I just read yet another article from a big-name muckity at a big SEO company about “PR Sculpting with the nofollow tag”. It took real restraint not to add a comment (as a rule, I don’t… it just encourages them).
“PR Sculpting with the nofollow tag” is like saying “Cake decorating with chainsaws”. The two don’t go together. The nofollow tag was not created in any way with this purpose in mind, and it doesn’t function well in this usage.
The nofollow tag is used in relation to links using the ‘<a href=’ HTML code within a web page. It was created to tell search engines (read - Google) whether or not a link is “trusted” by the site owner. It can serve to minimize blog comment spam, as it tells Google that links in your comments are not to be trusted, and it can serve to tell Google that certain links on your site are advertisements, not links you personally endorse.
I think the whole confusion arose from the name of the tag itself. Google made a mistake. (no lynch mobs, please!) Google should have named it something else… like notrust or noreference or similar. Because the Google spider (called Googlebot) most certainly follows links with rel=nofollow added to them. You can prove this for yourself by registering a new domain name and uploading a basic site of some sort like a blog; then go place a comment on a blog that uses the nofollow tag, with a link back to your new domain. You’ll see googlebot in your stats in no time, and the referencing site will be the blog you placed the comment on.

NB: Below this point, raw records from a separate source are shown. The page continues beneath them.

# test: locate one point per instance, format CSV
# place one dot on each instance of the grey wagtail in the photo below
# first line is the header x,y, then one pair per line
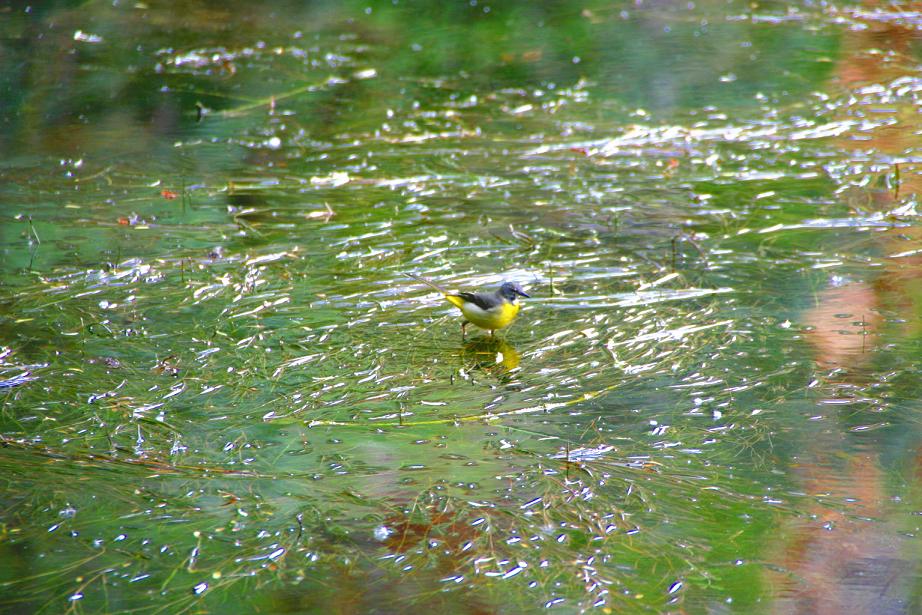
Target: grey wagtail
x,y
490,311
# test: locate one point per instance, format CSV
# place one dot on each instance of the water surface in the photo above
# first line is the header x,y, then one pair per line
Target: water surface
x,y
220,389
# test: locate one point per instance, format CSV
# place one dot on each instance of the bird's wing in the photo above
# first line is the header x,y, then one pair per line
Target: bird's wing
x,y
484,301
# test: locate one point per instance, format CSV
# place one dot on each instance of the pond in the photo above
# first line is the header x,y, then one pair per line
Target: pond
x,y
221,389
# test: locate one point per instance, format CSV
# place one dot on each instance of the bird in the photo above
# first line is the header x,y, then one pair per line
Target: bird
x,y
489,311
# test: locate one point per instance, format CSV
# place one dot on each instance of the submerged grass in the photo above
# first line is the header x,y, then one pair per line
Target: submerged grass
x,y
235,399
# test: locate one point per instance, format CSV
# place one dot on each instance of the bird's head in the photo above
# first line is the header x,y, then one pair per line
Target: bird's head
x,y
511,291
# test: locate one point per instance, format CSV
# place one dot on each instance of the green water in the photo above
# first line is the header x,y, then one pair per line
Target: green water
x,y
221,392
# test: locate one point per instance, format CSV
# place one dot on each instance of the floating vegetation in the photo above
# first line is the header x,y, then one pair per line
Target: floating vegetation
x,y
219,389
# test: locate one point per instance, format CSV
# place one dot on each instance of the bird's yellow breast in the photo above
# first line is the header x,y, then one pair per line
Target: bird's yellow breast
x,y
497,317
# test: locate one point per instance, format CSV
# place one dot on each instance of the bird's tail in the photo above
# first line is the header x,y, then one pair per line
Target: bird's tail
x,y
419,278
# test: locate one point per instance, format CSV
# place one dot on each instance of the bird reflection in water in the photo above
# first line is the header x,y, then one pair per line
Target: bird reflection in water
x,y
493,355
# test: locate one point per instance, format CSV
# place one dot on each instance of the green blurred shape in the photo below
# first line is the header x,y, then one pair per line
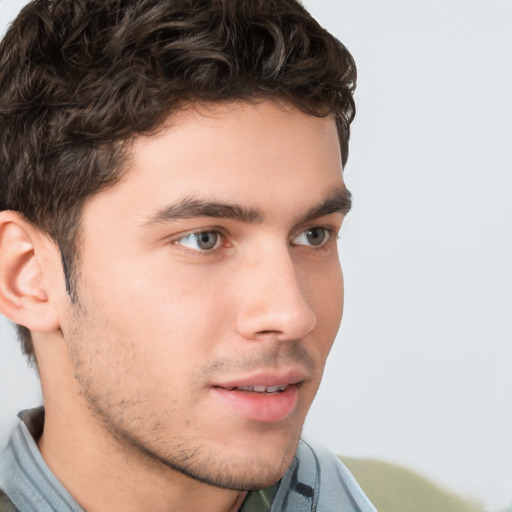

We’ve done a number of experiments in SEO Club with nofollow links, and not only does googlebot follow them, Google gives some juice to them as well. You can get a site ranked in a long-tail niche with only comments on blogs with nofollow usage.
So why in the world would you ever use such an amorphous and unpredictable tool for something called SCULPTING?
Yes, sculpting PR is a very real and effective strategy. I’ve taught it for 8 years now. You want complete control over your on-site linking strategy to ensure that maximum “juice” or trust is directed at the most important pages of your site. You also want to maximize the usage of the proper anchor text in these links.
For example, you probably don’t need your Terms of Service page ranked highly in the search engines. It can be indexed and used for internal linking, sure, but it doesn’t need much juice. But you want to have links to your TOS from every page on your site so that you’re covered, legally. It’s simple, really. You just make the links to your TOS page in your navigation javascript or flash; not <a href= links.
Second example: You have a site that you want to rank for the term “low-inome mortgage modification”. That’s the targeted term for the home page of the site. So you want internal links to have “low-income mortgage modification” as the anchor text of the links. If you have only one main site navigation, that might not only look unruly, but also be very confusing to visitors. You want the main navigation to the homepage labeled “home”. Again, you just make the “home” link JS or Flash, and then place a link with the proper anchor text back to the homepage someplace else in the site template or in the navigation.
Those two examples are very simple forms of PR Sculpting. More advanced methodologies… I don’t need to go into detail about here.
So let’s go back to PR Sculpting via nofollow. Are you going to use a tool that denotes “do not trust this link” to point to pages on YOUR OWN SITE? That’s crazy. And it doesn’t work. If the proponents of such methods would simply empirically test these strategies, they’d already know that. What it comes back to is yet another example of an SEO strategy that is simply there to impress clients and newbie SEO enthusiasts.
So go ahead and do some “sclupting” to the PR flow of your site. Just use the proper tools!